Janet gained her nickname, “Angel of the Seneca,” in this harrowing journey—and for good reason. The Seneca was a medically ill-fitted and unsanitary military vessel tasked with transporting hundreds of the sickest American soldiers from Santiago back to the States. First-hand accounts describe scenes of soldiers packed side-by-side below deck in musty wooden bunks; Janet was given only a few bandages, one pair of scissors, and one forceps in lieu of proper medical supplies. After months of sitting stagnant the ship's water had gone putrid and food was scarce. Janet was tasked with operating like a fully-equipped nurse in a setting completely unfit for the situation at hand.
And yet, Janet worked around the clock and preserved every single life on the boat. Her work earned her the praises of fellow passengers, with many soldiers saying she was the “most conspicuous heroine the war has brought out so far.” Even after the Seneca successfully docked in New York, Janet continued fighting for the rights of the ship’s crew and passengers. In a statement to New York newspapers, she spoke about the unsanitary conditions aboard, and she bluntly placed blame on the government for its failure to provide a suitable hospital transport. These criticisms were met with much resentment from parts of the army and government—particularly those who forced the Seneca to sail without proper provisions—but were well-received by President William McKinley. After launching an investigation into the Seneca journey, the government confirmed most of the injustices Janet recounted.3 Her work was vindicated with a verbal concession and the establishment of a nurse reserve corps designed to allow more women to provide aid on the war front—just as Janet had.

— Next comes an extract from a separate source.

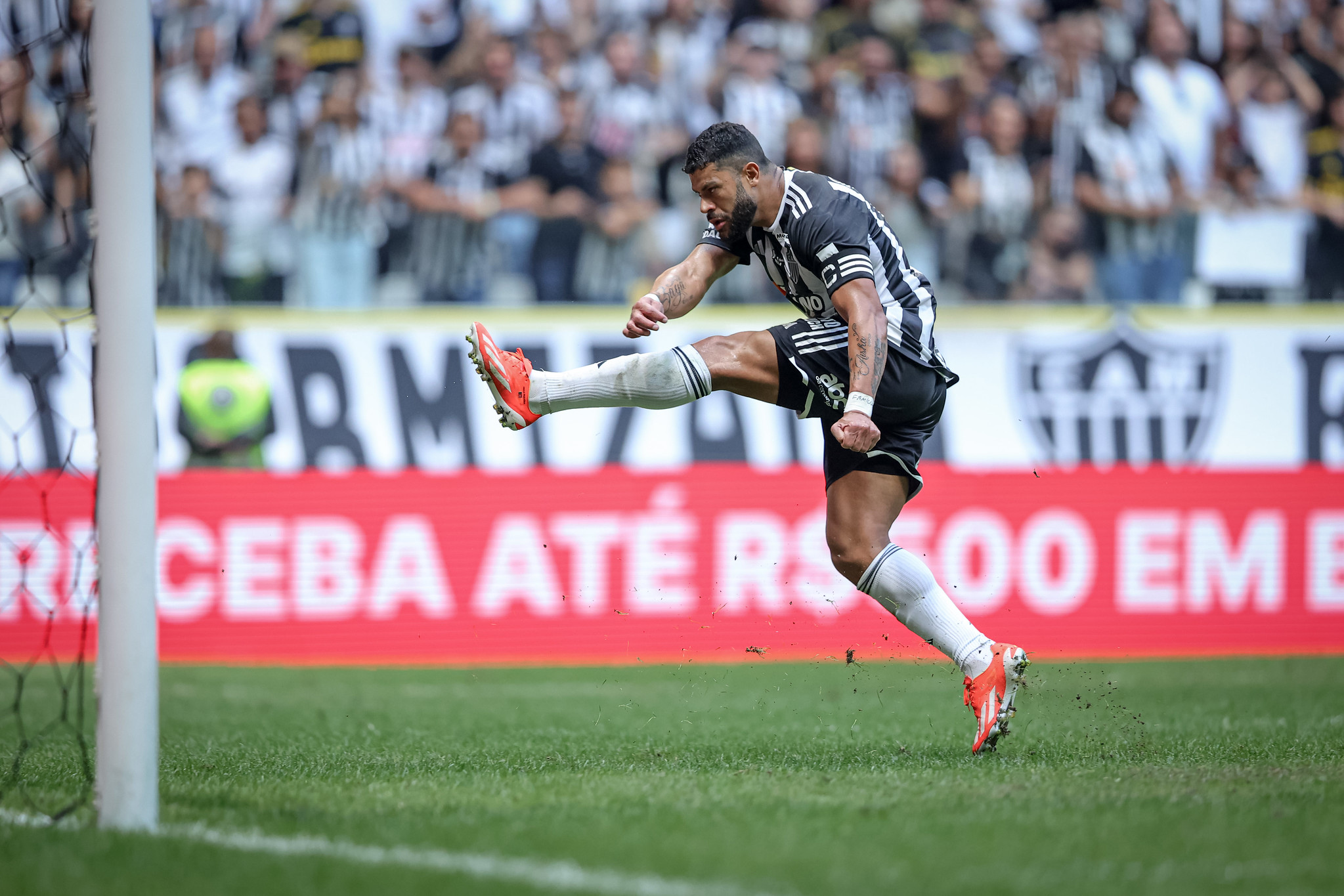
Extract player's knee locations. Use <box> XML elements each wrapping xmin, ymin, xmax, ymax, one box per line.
<box><xmin>691</xmin><ymin>336</ymin><xmax>738</xmax><ymax>376</ymax></box>
<box><xmin>827</xmin><ymin>529</ymin><xmax>877</xmax><ymax>582</ymax></box>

Though her lifetime of work included international travel, a government position, and volunteering in multiple wars, Janet eventually left the public realm and returned to her roots in writing and literature. She worked anonymously for a handful of news publications before retiring and moving back to her home in the farmlands of Monroe, Green County, Wisconsin. There, she was said to have been in good company with her dear cow, Pudgie, and was kept busy by writing novels about the American presidents. Janet passed away in December 1917, and was buried in her hometown’s Greenwood Cemetery.